楽しさを通じて“健康接点”を創出
キリンビバレッジは、飲料自販機にガチャガチャのような体験を組み合わせた新型自販機を展開し、子ども向け健康飲料を無償で提供する実証を始めた。目的は、商品群の成長と自販機1台あたりの収益性の向上に加え、親子で健康について話す機会を生み出す点にある。
仕組みと導入場所
新型自販機では、対象の飲料を1本購入すると、前面に設けられた大きな専用ハンドルを回すことができる。ハンドルを回すことで、ガチャ的な演出により子ども向け健康飲料が1本提供される仕組みだ。提供する子ども向け飲料は、今回の試行で「つよいぞ! ムテキッズ」として案内されている。
- 対象商品(一例):280mlPETサイズの既存飲料を設定
- 販売価格の目安:対象商品は200円の売価設定で検証中
- 導入目的:体験要素による来訪者の高揚感と、親子での健康会話の促進
「自販機を単なる販売チャネルではなく、お客様が楽しさを感じていただけるような接点にしたい」と芳野博郎執行役員は述べた。
検証の対象と今後の展開
今回の取り組みは検証段階で、実証導入先は計3か所に限定されている。各施設で利用者の反応や利用状況を比較し、今後の展開を検討するとしている。導入先はスポーツ施設やアミューズメント施設といった親子や子どもが集まる場所が中心だ。
| 導入施設(事例) | 特徴 |
|---|---|
| BUDDYスポーツアリーナ(東京都江東区) | 幼児教育・スポーツを中心とした施設 |
| 千葉県市川市のアミューズメントパーク | 家族利用が見込まれるレジャー施設 |
| 東京都北区のバッティングセンター | 子ども・若年層の利用が多い遊戯施設 |
健康情報発信と消費行動の接続
企業側は、ガチャ機能による「ワクワク感」を通して親子の接点を生み、子ども向け飲料をきっかけに健康に関する関心を高めることを目指している。パッケージはキャラクターを起用し、複数種類を用意することで“何が出るか分からない”楽しさを演出する設計だ。

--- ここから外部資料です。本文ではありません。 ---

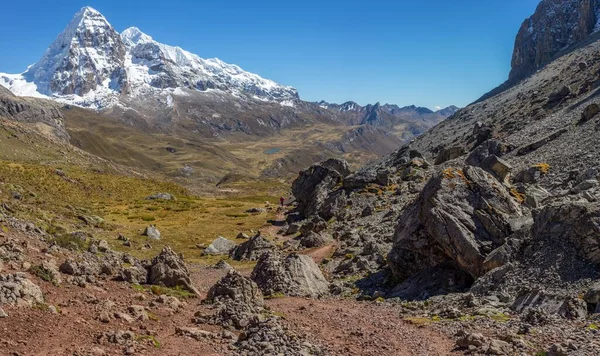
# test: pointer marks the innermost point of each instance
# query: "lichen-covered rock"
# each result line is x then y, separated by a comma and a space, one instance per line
238, 300
459, 218
17, 289
252, 249
220, 246
81, 267
578, 222
313, 185
169, 269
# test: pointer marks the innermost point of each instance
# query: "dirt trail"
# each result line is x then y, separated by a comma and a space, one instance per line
359, 328
345, 327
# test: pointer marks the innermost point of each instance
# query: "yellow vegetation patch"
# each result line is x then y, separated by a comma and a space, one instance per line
519, 196
542, 167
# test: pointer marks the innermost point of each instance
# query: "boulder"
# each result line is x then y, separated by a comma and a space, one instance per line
592, 296
236, 287
577, 222
16, 289
484, 150
589, 112
448, 154
459, 218
313, 185
294, 275
152, 233
481, 132
551, 303
585, 185
532, 174
541, 142
220, 246
252, 249
238, 300
243, 236
558, 97
170, 270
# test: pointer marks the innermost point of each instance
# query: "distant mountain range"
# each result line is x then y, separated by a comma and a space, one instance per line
130, 79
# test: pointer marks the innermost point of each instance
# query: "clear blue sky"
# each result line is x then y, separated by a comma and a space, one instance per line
427, 53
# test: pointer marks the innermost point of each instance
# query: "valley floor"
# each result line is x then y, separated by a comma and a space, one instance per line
74, 326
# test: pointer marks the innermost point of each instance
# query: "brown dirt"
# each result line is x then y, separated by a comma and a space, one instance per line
349, 327
345, 327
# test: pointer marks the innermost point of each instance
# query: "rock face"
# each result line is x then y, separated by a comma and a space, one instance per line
92, 53
555, 25
578, 222
294, 275
313, 185
460, 217
170, 270
33, 111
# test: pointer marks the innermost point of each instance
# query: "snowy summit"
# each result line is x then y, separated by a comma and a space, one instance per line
91, 65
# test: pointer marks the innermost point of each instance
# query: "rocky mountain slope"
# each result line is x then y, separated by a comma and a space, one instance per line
481, 236
486, 226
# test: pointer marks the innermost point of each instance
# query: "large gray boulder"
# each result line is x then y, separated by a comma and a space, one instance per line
313, 185
460, 217
169, 269
238, 300
252, 249
294, 275
220, 246
577, 222
16, 289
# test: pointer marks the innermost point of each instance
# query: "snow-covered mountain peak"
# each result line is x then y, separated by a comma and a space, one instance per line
133, 36
86, 55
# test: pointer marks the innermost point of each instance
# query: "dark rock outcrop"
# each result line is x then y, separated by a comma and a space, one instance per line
252, 249
460, 217
313, 185
555, 25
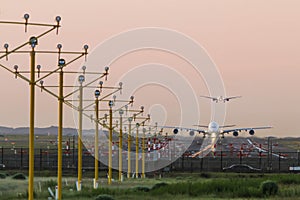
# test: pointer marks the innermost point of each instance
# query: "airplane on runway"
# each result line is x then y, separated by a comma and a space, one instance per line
221, 98
213, 132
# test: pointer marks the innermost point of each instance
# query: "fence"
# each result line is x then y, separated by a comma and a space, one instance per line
46, 159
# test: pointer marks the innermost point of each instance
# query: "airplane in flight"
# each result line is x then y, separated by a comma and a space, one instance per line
221, 98
213, 132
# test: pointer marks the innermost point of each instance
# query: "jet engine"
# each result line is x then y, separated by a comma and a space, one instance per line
251, 132
235, 133
175, 131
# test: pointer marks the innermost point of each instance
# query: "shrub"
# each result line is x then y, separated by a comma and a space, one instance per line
104, 197
205, 175
19, 176
159, 185
269, 188
2, 175
142, 189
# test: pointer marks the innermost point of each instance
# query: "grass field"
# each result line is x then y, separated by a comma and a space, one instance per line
174, 186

一方で、健康セクションとして注視すべき点もある。子どもの飲料選択に関する環境整備や、無償提供される飲料の栄養表示、糖分や添加物の有無など、保護者が知りたい情報の開示が求められる。企業側はこうした観点を踏まえた運用ルールや情報提供の工夫も検討していく必要がある。

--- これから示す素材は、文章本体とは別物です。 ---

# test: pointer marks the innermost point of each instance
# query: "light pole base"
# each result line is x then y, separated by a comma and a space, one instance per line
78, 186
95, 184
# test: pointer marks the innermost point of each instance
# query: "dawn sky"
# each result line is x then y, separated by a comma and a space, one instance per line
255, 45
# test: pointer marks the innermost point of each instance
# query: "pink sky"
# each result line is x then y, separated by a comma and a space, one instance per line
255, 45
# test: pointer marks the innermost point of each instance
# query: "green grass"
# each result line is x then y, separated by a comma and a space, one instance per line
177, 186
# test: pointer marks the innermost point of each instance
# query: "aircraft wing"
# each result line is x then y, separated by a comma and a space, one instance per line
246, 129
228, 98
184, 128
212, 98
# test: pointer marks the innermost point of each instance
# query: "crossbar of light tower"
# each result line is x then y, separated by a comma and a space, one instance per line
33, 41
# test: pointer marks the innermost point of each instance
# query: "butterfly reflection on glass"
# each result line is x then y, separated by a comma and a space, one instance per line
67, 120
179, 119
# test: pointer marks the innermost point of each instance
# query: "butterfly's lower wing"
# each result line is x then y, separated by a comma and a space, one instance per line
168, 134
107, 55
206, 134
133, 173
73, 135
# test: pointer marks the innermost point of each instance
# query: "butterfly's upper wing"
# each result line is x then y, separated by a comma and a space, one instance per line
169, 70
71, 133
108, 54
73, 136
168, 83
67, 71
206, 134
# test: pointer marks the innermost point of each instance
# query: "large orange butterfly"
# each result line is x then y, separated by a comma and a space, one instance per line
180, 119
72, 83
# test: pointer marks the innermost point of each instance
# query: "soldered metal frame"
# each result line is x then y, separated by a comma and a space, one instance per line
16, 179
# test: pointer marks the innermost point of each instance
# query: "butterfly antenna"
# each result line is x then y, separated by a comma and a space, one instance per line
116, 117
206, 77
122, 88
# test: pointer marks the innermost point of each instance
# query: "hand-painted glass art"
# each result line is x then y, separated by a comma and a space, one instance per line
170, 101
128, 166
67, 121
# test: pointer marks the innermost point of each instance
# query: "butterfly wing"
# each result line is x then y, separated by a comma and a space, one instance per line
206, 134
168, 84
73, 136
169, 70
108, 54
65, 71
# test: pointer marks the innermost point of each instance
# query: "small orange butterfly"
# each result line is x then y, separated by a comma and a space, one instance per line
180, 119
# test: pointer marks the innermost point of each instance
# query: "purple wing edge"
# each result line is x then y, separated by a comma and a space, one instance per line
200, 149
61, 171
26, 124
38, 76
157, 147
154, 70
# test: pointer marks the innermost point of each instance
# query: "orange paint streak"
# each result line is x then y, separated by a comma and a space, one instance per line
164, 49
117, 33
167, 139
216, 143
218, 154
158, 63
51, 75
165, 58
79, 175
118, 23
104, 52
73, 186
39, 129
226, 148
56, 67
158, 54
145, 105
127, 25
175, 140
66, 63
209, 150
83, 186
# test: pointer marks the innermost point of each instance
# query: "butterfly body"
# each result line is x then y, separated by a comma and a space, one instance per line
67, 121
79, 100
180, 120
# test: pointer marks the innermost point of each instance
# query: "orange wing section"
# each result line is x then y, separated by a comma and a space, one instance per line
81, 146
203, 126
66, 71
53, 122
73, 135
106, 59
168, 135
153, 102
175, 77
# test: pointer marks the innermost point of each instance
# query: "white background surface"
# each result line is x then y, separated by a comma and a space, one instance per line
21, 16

- 親子の会話喚起としての可能性—遊びを起点に健康を考える導線を作れる
- 企業の販売戦略と健康情報の両立—商品選定や表示が重要
導入を進める企業は、利用状況に応じてさらなる展開や価格設定の見直しを行うと説明している。今回の試行では、既存飲料と子ども向け飲料を組み合わせる価格設計で採算性を検証する段階にあり、今後の結果次第では設置場所や機能の拡大が見込まれる。

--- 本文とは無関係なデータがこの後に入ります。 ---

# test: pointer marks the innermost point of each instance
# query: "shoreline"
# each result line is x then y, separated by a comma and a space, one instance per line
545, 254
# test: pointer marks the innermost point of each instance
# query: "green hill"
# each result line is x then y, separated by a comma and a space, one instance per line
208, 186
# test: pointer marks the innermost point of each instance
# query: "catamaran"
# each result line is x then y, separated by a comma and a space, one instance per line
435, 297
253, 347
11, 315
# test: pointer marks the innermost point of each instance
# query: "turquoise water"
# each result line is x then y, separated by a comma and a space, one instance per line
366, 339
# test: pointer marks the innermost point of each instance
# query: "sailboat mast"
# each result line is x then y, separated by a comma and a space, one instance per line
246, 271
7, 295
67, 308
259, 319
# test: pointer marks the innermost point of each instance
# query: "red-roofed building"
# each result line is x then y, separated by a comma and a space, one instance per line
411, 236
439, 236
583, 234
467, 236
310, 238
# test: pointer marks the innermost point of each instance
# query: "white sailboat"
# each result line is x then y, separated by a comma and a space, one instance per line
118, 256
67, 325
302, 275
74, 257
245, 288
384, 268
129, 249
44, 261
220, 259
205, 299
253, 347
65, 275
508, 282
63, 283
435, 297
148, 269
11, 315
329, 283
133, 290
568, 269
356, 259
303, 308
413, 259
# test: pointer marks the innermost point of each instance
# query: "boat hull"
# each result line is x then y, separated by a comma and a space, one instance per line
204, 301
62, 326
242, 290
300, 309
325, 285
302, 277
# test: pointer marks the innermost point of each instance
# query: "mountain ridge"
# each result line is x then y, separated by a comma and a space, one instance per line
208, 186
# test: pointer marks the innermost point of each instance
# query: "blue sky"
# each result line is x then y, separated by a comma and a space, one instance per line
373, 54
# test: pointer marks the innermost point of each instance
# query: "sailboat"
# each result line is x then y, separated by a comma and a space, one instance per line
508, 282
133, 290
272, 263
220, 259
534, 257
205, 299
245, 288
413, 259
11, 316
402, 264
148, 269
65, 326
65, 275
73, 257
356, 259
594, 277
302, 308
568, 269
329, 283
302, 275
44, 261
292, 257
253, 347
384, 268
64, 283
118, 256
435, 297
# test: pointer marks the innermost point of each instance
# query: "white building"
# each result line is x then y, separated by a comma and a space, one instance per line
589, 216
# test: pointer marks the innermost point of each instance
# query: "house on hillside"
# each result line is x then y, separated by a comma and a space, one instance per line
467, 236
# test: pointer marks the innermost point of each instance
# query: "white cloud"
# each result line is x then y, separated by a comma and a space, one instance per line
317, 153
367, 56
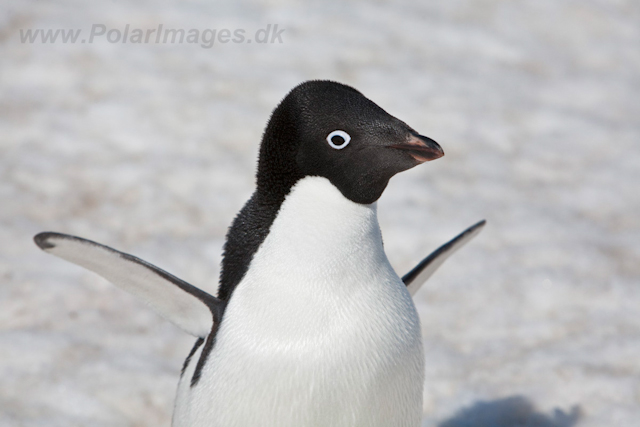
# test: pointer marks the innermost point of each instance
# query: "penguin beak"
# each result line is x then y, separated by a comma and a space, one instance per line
421, 148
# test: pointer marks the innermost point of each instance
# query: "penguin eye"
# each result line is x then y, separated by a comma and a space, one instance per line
338, 139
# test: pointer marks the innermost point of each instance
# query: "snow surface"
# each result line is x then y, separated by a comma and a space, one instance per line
151, 149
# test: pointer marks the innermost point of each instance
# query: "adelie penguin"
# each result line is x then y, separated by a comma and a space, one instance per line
311, 326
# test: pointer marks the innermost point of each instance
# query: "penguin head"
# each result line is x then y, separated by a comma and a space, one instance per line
327, 129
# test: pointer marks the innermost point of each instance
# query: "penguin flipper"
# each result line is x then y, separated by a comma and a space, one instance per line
191, 309
415, 278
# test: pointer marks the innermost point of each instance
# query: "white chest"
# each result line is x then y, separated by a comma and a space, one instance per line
320, 332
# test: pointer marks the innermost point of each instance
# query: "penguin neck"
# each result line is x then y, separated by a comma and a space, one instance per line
320, 233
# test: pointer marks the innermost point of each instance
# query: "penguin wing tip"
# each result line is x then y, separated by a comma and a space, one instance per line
44, 240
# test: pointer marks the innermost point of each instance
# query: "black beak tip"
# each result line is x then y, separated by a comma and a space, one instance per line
421, 148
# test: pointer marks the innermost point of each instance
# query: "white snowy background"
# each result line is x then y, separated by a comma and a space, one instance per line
152, 148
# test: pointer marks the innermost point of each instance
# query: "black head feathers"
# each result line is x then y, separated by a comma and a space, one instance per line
324, 128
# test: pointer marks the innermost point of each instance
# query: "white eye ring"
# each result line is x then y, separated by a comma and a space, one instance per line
342, 134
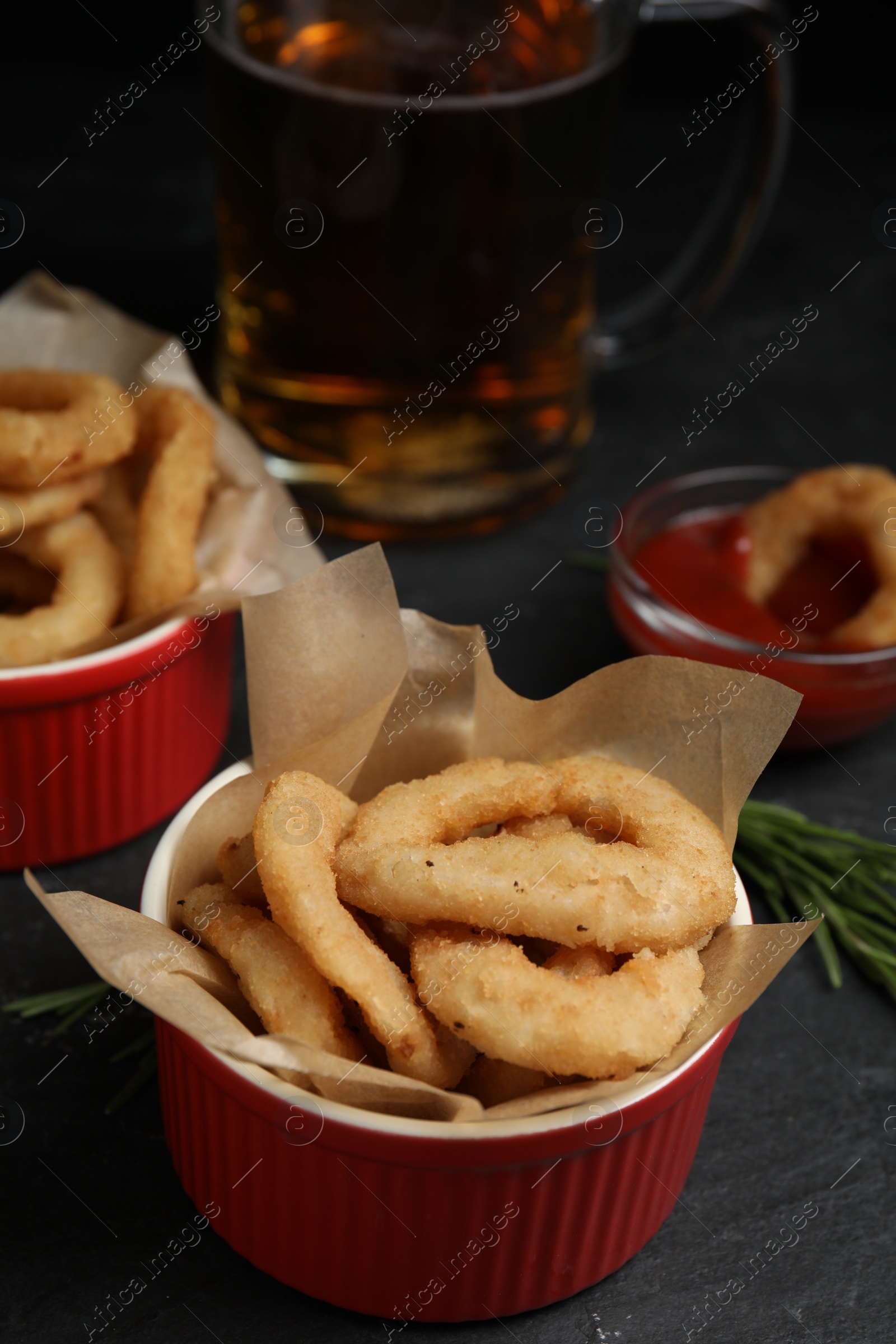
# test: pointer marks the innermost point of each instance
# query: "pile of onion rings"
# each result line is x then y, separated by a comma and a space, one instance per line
833, 503
96, 523
476, 929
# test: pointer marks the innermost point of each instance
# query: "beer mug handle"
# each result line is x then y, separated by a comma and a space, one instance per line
648, 320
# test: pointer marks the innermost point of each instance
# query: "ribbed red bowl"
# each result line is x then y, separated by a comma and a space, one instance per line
398, 1220
97, 749
413, 1220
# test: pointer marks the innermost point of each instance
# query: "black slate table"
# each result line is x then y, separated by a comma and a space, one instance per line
805, 1092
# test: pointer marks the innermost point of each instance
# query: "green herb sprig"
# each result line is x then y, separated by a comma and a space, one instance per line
819, 870
77, 1002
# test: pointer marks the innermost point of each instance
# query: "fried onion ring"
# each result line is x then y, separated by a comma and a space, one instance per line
86, 597
178, 432
594, 1025
296, 834
116, 510
274, 975
664, 884
45, 425
830, 503
53, 503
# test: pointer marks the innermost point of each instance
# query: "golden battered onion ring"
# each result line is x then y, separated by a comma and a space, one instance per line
296, 834
238, 866
85, 601
54, 502
178, 432
598, 1026
48, 424
664, 884
116, 510
274, 973
830, 503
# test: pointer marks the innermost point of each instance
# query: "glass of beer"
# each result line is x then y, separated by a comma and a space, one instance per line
410, 209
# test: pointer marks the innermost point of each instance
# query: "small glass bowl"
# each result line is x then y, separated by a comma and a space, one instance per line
844, 694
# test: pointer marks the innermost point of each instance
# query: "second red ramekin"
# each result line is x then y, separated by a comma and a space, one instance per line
95, 750
413, 1220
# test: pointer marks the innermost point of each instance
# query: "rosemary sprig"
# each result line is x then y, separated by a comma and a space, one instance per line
77, 1002
69, 1005
819, 870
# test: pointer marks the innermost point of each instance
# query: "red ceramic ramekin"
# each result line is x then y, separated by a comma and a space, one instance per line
97, 749
844, 694
413, 1220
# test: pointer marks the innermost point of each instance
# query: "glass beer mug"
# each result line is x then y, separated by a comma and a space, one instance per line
412, 216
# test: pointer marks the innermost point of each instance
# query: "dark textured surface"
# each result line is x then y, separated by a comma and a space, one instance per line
810, 1079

事業者と施設側が共同で導入を進めることで、子どもが集まる現場での健康行動への働きかけという新たなチャネルが生まれる可能性がある。だが同時に、保護者の納得と透明性を担保する情報提供が伴わなければ、企業の狙い通りの効果は得られないだろう。
現段階は限定的な検証導入だが、遊びと健康を結びつける発想は消費行動や家庭内の健康コミュニケーションに影響を与える余地がある。今後の利用実績と利用者の声に基づく評価が注目される。